Classifying Caltech 101 categories of images

This is a short article about how to build and train VGG19 on image classification task. The main purpose of this mini project is to walk through all verbose part of an image classification task, it also set a baseline for any future advancement on image classification. The training time is capped at 1 hour on a GPU attached computer.

To make the experiment closer to a real-life setting, I opted out the CIFAR10 dataset as it already done some amount of data preparation that you do not get in a real image classification task. Also, the image size from CIFAR10 (32x32) is too small for many algorithms. (Caltech 101)[http://www.vision.caltech.edu/Image_Datasets/Caltech101/] is a better choice. The dataset has 10 times more image categories, most images are above 200px in each dimension and they are not retouched.

Keras is a brilliant wrapper library that removed the verbosity of Tensorflow. To make the classification work, you will be doing the following:

Caveats

The dataset has a category called BACKGROUND_google that it contains all kinds of images. And they do not belong to one category. Please manually remove this directory, or it’s your loss ;)

Train/Validation split

Caltech 101 does not split the dataset for you, I’ve used the script below to split the dataset into 2 parts.

The file hierarchy should be look like below

101_ObjectCategories/
   train/
        rabbit/
            image..1
            image..2
            image..3
        dog/
            image..1
            image..2
   val/
        rabbit/
            image..1
            image..2
            image..3
        dog/
            image..1
            image..2

base_path = os.getcwd()
data_path = os.path.join(base_path, "data/101_ObjectCategories/train") 
categories = os.listdir(data_path)
test_path = os.path.join(base_path, "data/101_ObjectCategories/val")
for cat in categories:
    image_files = os.listdir(os.path.join(data_path, cat))
    choices = np.random.choice([0, 1], size=(len(image_files),), p=[.85, .15])
    files_to_move = compress(image_files, choices)
    
    for _f in files_to_move:
        origin_path = os.path.join(data_path, cat,  _f)
        dest_dir = os.path.join(test_path, cat)
        dest_path = os.path.join(test_path, cat, _f)
        if not os.path.isdir(dest_dir):
            os.mkdir(dest_dir)
        shutil.move(origin_path, dest_path)
        

Load the labels

The labels need to be one-hot encoded for categorical cross entropy cost function to work.

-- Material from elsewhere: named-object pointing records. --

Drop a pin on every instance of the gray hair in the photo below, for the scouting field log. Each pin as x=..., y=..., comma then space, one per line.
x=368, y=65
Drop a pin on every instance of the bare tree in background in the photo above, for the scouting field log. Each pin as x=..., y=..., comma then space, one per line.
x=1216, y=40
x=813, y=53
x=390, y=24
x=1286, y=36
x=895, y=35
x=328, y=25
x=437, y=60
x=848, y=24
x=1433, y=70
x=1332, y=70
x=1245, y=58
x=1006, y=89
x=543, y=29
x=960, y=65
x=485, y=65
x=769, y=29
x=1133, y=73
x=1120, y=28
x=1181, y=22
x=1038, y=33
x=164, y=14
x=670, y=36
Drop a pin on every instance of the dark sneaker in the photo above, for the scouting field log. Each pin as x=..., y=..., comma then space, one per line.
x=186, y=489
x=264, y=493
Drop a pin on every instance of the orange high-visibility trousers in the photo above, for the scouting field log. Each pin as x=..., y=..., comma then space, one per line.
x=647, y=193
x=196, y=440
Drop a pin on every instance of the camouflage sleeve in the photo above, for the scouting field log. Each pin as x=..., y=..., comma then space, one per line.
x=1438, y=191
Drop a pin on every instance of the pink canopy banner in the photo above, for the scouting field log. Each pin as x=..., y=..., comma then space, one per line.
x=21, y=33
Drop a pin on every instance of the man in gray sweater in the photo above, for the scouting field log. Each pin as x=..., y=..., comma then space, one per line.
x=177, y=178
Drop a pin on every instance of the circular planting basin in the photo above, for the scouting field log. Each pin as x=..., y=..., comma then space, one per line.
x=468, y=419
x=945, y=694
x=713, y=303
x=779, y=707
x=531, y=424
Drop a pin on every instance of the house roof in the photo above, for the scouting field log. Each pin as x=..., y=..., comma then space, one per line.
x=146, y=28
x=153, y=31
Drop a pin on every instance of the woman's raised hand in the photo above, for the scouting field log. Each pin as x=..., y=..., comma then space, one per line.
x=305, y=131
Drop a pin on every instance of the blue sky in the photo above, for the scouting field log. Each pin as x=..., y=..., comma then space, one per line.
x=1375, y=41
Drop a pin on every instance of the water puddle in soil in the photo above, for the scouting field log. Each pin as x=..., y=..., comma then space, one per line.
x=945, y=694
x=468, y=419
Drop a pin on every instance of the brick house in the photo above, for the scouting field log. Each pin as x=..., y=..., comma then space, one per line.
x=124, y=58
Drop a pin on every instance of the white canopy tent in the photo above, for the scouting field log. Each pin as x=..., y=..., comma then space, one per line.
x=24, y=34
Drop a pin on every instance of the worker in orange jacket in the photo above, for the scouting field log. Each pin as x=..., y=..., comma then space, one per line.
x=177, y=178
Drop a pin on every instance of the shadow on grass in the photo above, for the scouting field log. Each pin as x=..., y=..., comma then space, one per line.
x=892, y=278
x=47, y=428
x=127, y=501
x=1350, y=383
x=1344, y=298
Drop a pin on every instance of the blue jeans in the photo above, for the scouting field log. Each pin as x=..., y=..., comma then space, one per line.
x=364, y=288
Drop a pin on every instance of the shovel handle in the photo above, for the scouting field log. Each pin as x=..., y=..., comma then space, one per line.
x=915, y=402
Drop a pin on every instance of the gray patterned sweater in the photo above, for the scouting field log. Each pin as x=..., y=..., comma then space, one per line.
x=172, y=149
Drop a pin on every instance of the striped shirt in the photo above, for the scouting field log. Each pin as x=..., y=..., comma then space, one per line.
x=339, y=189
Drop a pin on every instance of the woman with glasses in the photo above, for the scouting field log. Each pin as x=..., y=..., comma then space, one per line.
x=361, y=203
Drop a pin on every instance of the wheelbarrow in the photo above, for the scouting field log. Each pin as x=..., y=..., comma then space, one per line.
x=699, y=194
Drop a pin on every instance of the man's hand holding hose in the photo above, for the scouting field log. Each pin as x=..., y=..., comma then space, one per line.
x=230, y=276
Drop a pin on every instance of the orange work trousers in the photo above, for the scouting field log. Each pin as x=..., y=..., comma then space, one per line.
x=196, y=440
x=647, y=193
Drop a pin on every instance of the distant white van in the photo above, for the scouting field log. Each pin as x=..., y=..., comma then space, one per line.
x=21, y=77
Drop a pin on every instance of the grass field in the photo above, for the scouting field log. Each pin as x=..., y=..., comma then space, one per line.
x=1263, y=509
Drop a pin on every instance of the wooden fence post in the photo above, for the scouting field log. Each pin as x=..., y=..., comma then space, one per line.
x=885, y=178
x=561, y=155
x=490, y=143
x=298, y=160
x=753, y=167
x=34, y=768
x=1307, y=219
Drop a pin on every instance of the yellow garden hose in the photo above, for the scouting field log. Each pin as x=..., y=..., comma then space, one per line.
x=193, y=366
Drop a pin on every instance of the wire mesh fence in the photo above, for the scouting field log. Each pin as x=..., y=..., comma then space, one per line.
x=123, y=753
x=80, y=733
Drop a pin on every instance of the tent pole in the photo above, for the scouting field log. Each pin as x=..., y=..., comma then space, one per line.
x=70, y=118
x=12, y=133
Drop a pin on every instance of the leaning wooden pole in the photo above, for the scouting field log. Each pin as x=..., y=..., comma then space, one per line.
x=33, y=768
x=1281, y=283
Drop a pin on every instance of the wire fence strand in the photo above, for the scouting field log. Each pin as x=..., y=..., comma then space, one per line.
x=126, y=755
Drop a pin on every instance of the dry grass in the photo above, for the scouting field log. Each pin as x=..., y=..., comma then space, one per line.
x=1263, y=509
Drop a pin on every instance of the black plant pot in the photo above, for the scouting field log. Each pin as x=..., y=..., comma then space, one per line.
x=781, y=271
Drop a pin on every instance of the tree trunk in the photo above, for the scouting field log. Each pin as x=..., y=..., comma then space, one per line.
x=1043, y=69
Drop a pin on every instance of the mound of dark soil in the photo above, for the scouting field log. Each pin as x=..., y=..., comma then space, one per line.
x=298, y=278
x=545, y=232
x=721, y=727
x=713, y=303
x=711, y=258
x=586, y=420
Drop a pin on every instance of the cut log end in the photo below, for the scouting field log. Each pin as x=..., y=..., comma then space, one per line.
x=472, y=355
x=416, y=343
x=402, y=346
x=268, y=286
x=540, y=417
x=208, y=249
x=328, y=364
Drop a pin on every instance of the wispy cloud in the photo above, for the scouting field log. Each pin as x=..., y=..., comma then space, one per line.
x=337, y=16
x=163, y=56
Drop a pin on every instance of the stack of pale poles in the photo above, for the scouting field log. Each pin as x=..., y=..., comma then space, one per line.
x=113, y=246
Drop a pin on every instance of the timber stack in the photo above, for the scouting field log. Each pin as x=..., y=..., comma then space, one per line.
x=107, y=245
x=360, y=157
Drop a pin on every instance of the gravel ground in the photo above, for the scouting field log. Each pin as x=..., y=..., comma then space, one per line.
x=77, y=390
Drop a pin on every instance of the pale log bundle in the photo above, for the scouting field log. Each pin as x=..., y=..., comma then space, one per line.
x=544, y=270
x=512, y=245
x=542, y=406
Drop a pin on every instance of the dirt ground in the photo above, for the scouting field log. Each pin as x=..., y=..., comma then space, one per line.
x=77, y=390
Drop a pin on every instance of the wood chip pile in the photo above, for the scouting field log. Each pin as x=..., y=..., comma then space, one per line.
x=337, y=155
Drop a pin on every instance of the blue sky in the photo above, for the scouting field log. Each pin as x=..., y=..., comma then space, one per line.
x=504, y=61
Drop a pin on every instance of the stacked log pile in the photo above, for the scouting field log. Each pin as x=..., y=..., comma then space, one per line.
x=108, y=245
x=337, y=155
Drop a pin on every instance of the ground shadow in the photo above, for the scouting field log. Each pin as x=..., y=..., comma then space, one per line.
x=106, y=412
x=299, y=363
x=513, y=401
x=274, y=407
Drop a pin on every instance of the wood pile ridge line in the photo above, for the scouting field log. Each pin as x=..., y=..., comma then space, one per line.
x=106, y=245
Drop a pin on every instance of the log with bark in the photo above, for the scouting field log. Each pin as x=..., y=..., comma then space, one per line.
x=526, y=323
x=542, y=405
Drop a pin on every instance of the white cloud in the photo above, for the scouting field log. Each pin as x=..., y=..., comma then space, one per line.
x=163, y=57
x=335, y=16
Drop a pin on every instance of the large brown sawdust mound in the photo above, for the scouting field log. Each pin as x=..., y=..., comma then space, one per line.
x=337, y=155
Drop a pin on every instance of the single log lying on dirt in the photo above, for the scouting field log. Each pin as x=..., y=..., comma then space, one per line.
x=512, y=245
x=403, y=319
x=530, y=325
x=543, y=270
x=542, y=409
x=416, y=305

Scikit has LabelBinarizer which does the job for us.

catagories = os.listdir('data/101_ObjectCategories/train')
catagories_one_hot = LabelBinarizer().fit_transform(catagories)

Image pre-processing

There are typically three pre-processing techniques, mean subtraction, normalisation and data whitening.

Both mean subtraction and normalisation is used to centre the data around zero means. This typically helps the network to learn faster since gradients act uniformly for each channel.

Mean subtraction can be implemented as

X -= np.mean(X)

Normalisation will alter the scale the data to appropriately the same level. VGG19 network uses multiple nomalisation layers so it is not required in the pre-processing step.

Results

The full source code is pushed to this repository

After 50 minutes of training, I got following result.

>> print('Total {0} incorrectly classified images out of {1}'.format(len(incorrect_indexes), len(v19_results)))
>> print('Accuracy: {0}'.format(accuracy_score(actual, v19_predicted)))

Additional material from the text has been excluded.